Given the extreme costs they charge, they should be required to provide clear and consistent data showing measurable improvements for every client that passes through their doors. Facilities must prove that the care they provide is not only efficient but also results in recovery progress that can be maintained.Transparency and data-driven accountability should be non-negotiable to justify the exorbitant fees.
Medical Health and Mental Health Care are the only industries in the world where you can fail your clients so drastically they die, but you can STILL demand payment for your services. We would not pay any other company if their model was so ineffective, abusive, and inadequate, yet in health care, it is the norm.Extend Coverage for Inpatient Care: Insurers must be required to cover longer hospital stays for severe conditions as well as pay for step-down programs until that person has recovered enough to return to a life they can live. Cardiac patients, ortho patients, and organ transplant patients, all are afforded time to rehabilitate and recover, not so for mental illness and addiction recovery.
Increase Public Health Funding: Expanding Medicaid and state-funded mental health programs can provide a safety net for underserved populations.
Provide Housing and Supportive Living: Use the same model as our aging population. Offer those who need it, public housing with supports.
Ensure Proper Use of Detention Powers: Safeguards must be strengthened to prevent unnecessary detentions and ensure that all facilities provide appropriate, rights-respecting care.
Address Family Exclusion: Laws must be reformed to give families more access to and involvement in their loved one's care, especially when competency is in question. Without forcing them to court to obtain power of attorney. Just listen to someone who knows this person, ask questions, and don’t shut us out.
Decriminalize Mental Illness: Community-based care and diversion programs can reduce reliance on jails as default mental health providers. Use these programs to give people a chance to get their lives straightened out. Adding a criminal charge on top of what they are already dealing with simply ensures they will have a harder time reintegrating back into society, and into employment and community relationships.
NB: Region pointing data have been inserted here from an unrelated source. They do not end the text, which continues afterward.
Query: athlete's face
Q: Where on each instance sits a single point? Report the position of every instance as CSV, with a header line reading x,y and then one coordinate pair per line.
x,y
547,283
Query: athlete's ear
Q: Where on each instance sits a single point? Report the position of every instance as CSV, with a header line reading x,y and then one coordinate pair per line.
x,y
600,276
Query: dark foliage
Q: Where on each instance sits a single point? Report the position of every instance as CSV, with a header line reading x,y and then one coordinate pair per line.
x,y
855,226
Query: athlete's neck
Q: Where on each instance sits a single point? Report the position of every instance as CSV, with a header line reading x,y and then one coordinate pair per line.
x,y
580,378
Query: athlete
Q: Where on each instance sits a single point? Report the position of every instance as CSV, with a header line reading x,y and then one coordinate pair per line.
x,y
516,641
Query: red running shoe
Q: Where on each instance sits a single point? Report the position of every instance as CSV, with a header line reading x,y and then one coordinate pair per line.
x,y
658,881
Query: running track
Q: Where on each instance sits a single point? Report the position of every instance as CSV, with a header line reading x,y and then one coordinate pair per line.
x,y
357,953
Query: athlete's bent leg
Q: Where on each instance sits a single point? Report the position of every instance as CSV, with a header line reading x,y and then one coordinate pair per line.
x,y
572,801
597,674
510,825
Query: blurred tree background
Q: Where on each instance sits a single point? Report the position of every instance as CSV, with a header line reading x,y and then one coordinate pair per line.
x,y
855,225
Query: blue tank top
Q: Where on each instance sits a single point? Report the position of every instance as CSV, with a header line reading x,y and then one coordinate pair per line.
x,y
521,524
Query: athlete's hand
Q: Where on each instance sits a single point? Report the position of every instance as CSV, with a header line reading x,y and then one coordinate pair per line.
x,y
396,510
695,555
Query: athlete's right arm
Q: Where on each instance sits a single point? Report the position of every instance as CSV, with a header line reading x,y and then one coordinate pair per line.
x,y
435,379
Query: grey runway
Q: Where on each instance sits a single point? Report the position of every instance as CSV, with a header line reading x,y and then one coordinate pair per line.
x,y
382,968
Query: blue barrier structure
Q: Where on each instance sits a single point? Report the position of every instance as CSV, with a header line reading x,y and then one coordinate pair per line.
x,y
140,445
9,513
Stop newspapers and new stations reporting salaciously and speculating on a person’s mental health with every tragedy. This causes extreme harm to people trying to gain recovery.
Educate the Public: Stigma and misinformation must be addressed through widespread awareness campaigns that emphasize the effectiveness of proper care.
Integrate Care Models: Combining inpatient and outpatient services can ensure continuity of care and reduce relapse rates.
What Do I Know Anyway?
For twenty years, I’ve witnessed the strain on my family and witnessed through my employment and advocacy efforts in the community the same devastating outcomes for families in our community. The current system that values cost containment over care is detrimental to everyone’s quality of life.
The mental health and recovery system fails individuals on both sides of the spectrum: those denied access to meaningful treatment and those detained unnecessarily in facilities that do more harm than good.
Families are further marginalized, and stripped of their ability to support their loved ones, especially once they reach adulthood.
If we are to break these cycles of crisis, incarceration, and inappropriate confinement, we must demand a system that prioritizes recovery over profit and support over stigma. Only then can we hope to build a future where individuals, and families, receive the care they deserve.